»Ist dir’s endlich gefällig?«
Er saß mit verbundenem Kopfe in einem großen Lehnstuhl unter der grell leuchtenden Hängelampe und sah elend aus. Auf einem Tische neben ihm waren die neuesten Werke der modernsten nordländischen, französischen und deutschen Unsittenschilderer recht zur Schau ausgelegt. In einer Hand hielt der Jüngling Juvenals Satiren, in der andern einen Rothstift.

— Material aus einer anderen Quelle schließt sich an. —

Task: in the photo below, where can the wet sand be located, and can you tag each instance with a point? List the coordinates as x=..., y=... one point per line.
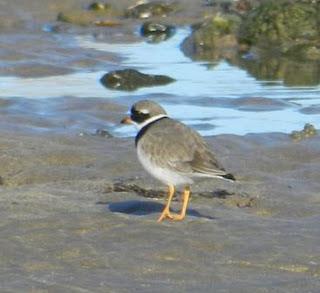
x=78, y=212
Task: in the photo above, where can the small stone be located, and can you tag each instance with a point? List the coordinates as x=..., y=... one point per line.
x=103, y=133
x=131, y=79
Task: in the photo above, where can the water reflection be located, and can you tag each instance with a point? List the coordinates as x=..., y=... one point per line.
x=237, y=96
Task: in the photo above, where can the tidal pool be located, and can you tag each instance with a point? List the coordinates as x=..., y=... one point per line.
x=214, y=97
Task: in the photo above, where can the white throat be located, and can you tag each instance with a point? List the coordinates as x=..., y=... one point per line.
x=150, y=120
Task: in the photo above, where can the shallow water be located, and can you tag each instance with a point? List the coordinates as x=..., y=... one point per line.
x=214, y=98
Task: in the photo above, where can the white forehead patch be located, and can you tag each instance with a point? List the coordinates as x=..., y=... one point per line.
x=144, y=111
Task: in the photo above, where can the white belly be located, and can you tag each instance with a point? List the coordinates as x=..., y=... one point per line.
x=164, y=175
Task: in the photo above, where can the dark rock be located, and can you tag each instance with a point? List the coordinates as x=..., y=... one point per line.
x=213, y=40
x=103, y=133
x=157, y=32
x=131, y=79
x=146, y=10
x=98, y=6
x=285, y=27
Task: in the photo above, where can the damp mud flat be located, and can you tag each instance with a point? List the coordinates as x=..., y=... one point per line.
x=78, y=214
x=77, y=211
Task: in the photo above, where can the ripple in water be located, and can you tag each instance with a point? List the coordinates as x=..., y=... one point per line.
x=214, y=98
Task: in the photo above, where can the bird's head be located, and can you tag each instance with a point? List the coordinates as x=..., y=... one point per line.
x=143, y=113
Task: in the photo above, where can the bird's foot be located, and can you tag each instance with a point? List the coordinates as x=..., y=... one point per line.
x=165, y=215
x=178, y=217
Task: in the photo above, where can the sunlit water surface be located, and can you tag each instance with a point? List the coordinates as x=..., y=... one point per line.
x=204, y=95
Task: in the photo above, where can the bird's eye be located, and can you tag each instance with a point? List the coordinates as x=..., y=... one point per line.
x=139, y=116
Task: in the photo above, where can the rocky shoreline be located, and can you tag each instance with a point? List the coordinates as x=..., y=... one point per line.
x=78, y=212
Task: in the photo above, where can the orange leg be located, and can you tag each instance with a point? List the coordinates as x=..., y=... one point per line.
x=186, y=195
x=166, y=211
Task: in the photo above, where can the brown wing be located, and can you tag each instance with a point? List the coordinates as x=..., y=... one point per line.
x=184, y=149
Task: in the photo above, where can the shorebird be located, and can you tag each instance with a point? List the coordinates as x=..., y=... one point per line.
x=172, y=152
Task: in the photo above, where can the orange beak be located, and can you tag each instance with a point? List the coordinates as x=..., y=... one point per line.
x=126, y=120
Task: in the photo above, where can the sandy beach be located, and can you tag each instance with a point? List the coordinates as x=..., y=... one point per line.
x=71, y=219
x=78, y=213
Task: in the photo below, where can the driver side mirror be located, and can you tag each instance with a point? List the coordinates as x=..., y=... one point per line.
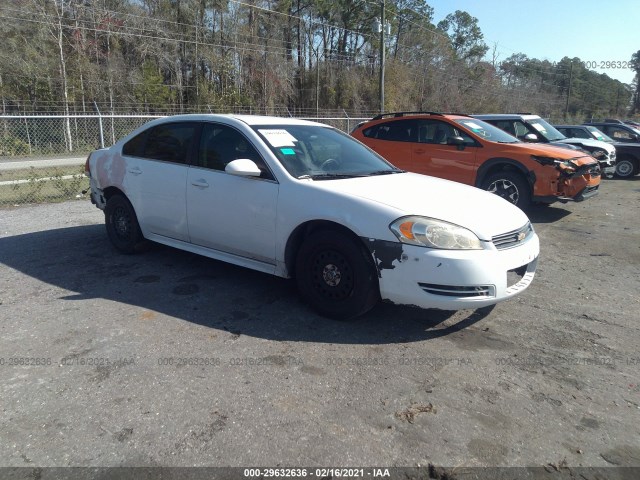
x=457, y=141
x=243, y=167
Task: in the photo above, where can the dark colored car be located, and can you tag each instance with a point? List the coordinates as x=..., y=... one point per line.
x=618, y=131
x=628, y=160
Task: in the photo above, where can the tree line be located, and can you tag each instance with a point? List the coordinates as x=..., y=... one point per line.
x=298, y=57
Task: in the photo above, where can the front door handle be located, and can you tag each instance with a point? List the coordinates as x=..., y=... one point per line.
x=200, y=183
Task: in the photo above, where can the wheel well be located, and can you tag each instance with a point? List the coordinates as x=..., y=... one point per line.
x=109, y=192
x=302, y=231
x=503, y=166
x=631, y=158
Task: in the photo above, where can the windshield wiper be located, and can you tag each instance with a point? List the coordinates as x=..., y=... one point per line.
x=384, y=172
x=328, y=176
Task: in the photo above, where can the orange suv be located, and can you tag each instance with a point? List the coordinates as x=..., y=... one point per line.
x=467, y=150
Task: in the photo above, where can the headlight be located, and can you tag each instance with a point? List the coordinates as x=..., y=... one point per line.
x=431, y=233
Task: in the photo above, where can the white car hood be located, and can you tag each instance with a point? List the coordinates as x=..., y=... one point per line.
x=589, y=142
x=483, y=213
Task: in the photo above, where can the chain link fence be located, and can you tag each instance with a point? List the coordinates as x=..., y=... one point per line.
x=42, y=157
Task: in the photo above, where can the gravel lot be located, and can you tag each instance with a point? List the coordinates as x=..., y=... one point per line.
x=170, y=359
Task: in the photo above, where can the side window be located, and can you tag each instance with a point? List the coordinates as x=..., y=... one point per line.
x=220, y=144
x=437, y=132
x=508, y=126
x=169, y=142
x=522, y=130
x=577, y=133
x=394, y=131
x=134, y=146
x=618, y=133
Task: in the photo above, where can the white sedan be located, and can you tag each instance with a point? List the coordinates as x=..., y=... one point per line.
x=304, y=200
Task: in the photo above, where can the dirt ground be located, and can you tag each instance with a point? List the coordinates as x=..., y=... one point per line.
x=170, y=359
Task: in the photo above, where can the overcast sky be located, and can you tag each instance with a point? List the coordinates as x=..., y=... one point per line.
x=592, y=30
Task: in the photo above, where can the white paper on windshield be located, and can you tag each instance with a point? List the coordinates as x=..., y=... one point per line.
x=278, y=138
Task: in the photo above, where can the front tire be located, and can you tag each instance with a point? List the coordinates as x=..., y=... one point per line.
x=626, y=168
x=510, y=186
x=336, y=275
x=122, y=225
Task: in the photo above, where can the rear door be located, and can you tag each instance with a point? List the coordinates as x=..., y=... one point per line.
x=432, y=155
x=226, y=212
x=393, y=140
x=156, y=176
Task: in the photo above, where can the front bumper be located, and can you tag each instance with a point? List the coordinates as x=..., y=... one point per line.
x=458, y=279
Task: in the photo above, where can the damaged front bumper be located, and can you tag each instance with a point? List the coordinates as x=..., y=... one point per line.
x=455, y=279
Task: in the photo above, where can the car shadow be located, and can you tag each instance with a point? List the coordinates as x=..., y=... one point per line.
x=546, y=213
x=206, y=292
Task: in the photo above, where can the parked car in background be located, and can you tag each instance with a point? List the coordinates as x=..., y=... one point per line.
x=618, y=131
x=301, y=199
x=466, y=150
x=628, y=154
x=532, y=128
x=632, y=123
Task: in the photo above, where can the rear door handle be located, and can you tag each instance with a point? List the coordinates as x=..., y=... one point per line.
x=201, y=183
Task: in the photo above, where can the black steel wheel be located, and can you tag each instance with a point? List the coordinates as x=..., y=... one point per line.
x=336, y=275
x=122, y=225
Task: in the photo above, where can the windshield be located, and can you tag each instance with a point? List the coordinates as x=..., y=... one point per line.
x=310, y=151
x=487, y=131
x=598, y=135
x=546, y=130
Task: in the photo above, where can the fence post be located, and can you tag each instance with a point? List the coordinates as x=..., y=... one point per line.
x=95, y=105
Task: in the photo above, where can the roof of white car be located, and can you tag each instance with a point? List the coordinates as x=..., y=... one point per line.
x=248, y=119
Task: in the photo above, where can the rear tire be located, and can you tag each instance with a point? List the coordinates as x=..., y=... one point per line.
x=122, y=225
x=336, y=275
x=626, y=168
x=510, y=186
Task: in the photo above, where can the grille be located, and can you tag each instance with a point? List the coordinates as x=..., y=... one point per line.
x=513, y=238
x=459, y=291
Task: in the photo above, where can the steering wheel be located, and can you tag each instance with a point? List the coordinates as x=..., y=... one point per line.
x=329, y=164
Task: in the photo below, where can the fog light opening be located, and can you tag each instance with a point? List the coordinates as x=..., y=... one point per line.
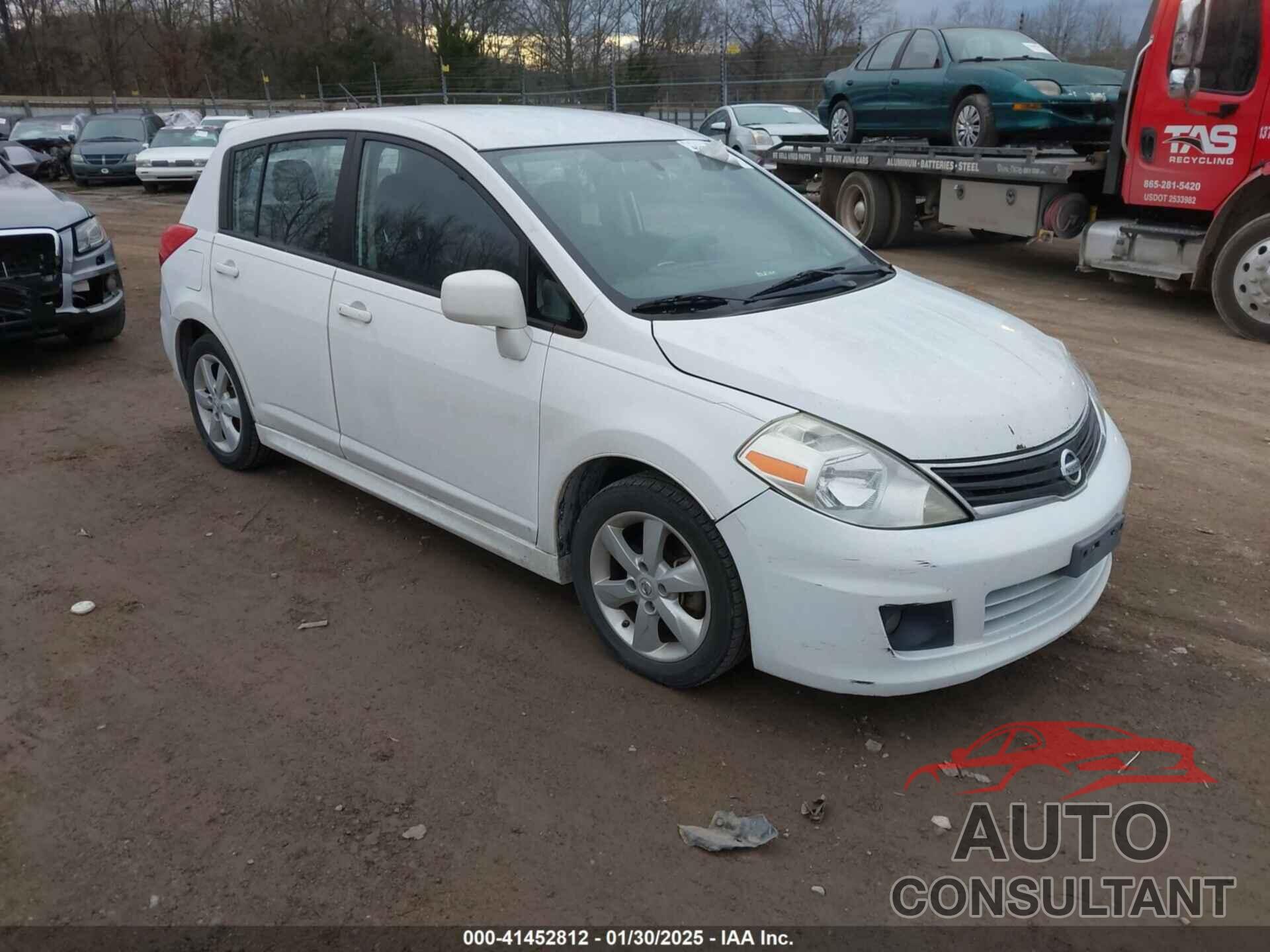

Das Zimmer befand sich in greulicher, in gewollter Unordnung. Die Möbel und einen Theil des Fußbodens bedeckten Bücher, Schriften, Cigarrenkistchen, Waffen, Fecht- und Turngeräthe; an den Wänden hingen, mit Nägeln befestigt, schamlose Photographien. Auf einem Schranke neben der Thür lag eine Pistole; der Hahn war gespannt, das Zündhütchen aufgesetzt.
Komödiant! dachte Bertram und sprach mit eisigem Spotte: »Ich muß dir doch den Gefallen thun, dir zu betätigen, daß ich dich gefunden habe, im Juvenal lesend. Das Grellste hast du wohl mit Strichen versehen, damit niemand zweifeln könne, daß du’s verstanden hast. Mir freilich wäre nie ein Zweifel gekommen, bei den Erfahrungen, die du schon gemacht haben mußt, im Kaffeehaus oder in der Zuckerbäckerei.«
Bei dem letzten Worte fuhr Hagen zusammen, Zorn und Schrecken verzerrten sein Gesicht.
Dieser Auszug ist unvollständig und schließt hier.